Затем мародёры обошли ещё несколько домов, вымогали у хозяев выпивку и закуску. А в конце августа, после пьянки по случаю отбытия командира батальона к новому месту службы, разбойная компания устроила в селе настоящий погром со стрельбой и угрозой перестрелять всех. Вступившийся за жителей участковый милиционер младший лейтенант Малевич был жестоко избит, ему сломали руку.
Всего, по информации Лукотина, в преступной банде находилось девять офицеров, одиннадцать старшин и сержантов.
— Весело у вас тут, — хмуро усмехнулся Илюхин.
Зарубин долго молчал, видимо, обдумывая услышанное. Потом, словно очнувшись, спросил:
— Как новый командир?
— Да вроде бы неплохой. Он в курсе всего, я его информировал. Ждёт он вас.

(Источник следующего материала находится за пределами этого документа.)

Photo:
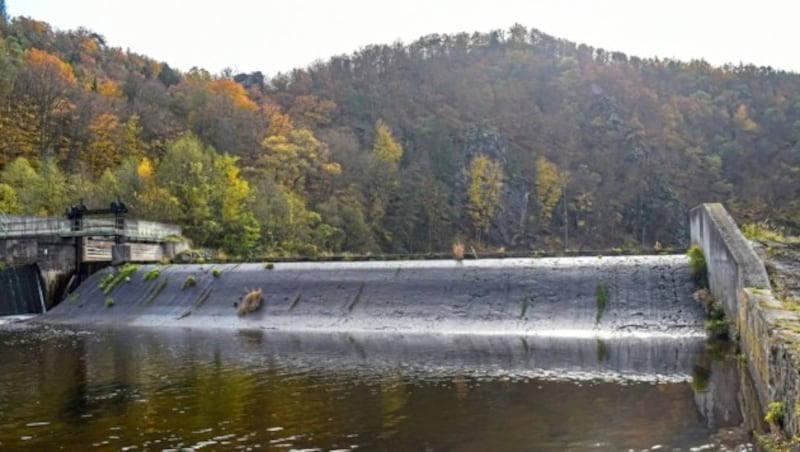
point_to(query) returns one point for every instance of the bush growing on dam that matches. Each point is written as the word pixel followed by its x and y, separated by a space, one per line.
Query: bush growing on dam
pixel 188 282
pixel 110 281
pixel 250 302
pixel 697 265
pixel 601 295
pixel 152 274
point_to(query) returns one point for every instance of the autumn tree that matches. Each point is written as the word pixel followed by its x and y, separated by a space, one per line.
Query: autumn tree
pixel 548 186
pixel 45 82
pixel 485 190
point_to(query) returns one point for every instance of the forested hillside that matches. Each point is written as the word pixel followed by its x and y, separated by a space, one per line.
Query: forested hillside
pixel 509 139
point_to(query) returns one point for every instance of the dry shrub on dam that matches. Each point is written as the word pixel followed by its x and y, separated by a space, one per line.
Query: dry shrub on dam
pixel 250 302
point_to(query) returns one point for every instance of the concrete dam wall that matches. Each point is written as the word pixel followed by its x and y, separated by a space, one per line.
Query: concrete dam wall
pixel 21 291
pixel 763 323
pixel 588 296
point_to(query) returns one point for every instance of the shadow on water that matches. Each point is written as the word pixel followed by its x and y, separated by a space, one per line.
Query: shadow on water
pixel 187 389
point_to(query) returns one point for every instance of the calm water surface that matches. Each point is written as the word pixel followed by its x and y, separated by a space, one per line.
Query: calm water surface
pixel 142 389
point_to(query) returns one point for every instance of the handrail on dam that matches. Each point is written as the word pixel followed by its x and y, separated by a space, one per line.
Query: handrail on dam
pixel 132 230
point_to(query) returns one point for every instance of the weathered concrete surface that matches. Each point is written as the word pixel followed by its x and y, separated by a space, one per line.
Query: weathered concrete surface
pixel 738 278
pixel 21 291
pixel 648 295
pixel 52 255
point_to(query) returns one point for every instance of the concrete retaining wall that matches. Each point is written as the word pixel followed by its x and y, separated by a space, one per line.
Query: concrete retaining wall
pixel 21 291
pixel 738 279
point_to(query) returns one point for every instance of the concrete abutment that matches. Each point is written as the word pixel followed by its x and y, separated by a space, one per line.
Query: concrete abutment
pixel 738 279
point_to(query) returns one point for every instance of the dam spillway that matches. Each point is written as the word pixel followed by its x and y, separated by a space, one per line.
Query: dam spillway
pixel 585 296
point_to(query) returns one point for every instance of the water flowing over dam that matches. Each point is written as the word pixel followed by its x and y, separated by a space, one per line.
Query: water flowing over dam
pixel 574 297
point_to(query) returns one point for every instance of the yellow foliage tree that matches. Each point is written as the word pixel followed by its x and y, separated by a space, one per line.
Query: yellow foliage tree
pixel 549 184
pixel 742 119
pixel 486 183
pixel 45 80
pixel 386 147
pixel 101 151
pixel 233 91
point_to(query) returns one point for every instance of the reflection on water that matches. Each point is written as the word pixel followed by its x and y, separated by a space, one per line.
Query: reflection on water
pixel 142 389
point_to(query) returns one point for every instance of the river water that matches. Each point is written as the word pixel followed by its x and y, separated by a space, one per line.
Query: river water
pixel 172 389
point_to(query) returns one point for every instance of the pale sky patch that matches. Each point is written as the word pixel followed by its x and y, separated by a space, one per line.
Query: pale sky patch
pixel 272 36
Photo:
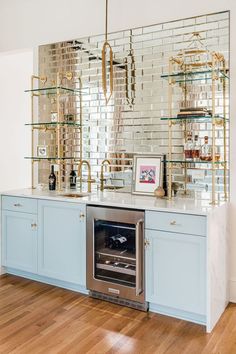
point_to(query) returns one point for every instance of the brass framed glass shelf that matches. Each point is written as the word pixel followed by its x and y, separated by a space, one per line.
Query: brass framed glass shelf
pixel 53 90
pixel 36 158
pixel 196 162
pixel 195 75
pixel 200 118
pixel 54 124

— Сделаем так, — сказал Зарубин, — капитаны Стойко и Бойцов, старшие лейтенанты Кобзев и Иваньков, берёте по несколько автоматчиков и обходите дома потерпевших сельчан, допрашиваете их под протокол, вместе с участковым опрашиваете свидетелей. И с участкового снять показания, выяснить, подавал ли он рапорты о случившемся. Мы с майором Илюхиным и с вами, — он кивнул в сторону особиста, — идём в штаб батальона. Вечером собираемся в штабе. Вопросы есть?
Вопросов не было, все отправились выполнять приказ.
2
Бойцов, Иваньков и Кобзев стали обходить дома потерпевших. Село было польское, люди с недоверием и боязнью встречали милиционеров, говорили осторожно, нехотя. Некоторые вообще отказались давать показания под протокол и соглашались только после того, когда офицеры предупредили их об уголовной ответственности за сокрытие фактов преступлений.
Капитан Стойко вместе с участковым Малевичем опрашивали свидетелей. Они обошли уже с десяток домов, некоторые, правда, были брошены, уныло демонстрируя заколоченные окна и двери.
— В Польшу уехали, — сказал участковый, — всё бросили и уехали. Говорили, боятся они советскую власть.
В конце села, на берегу неширокой речушки, утопая в старом саду, стоял большой, рубленный из дубовых плах, дом, крытый крашеным железом. Окна украшали резные наличники и ставни с замысловатыми накладными петлями. Под яблонями уютно примостилась красивая беседка, в ней на столе громоздились корзины с крупными краснобокими яблоками.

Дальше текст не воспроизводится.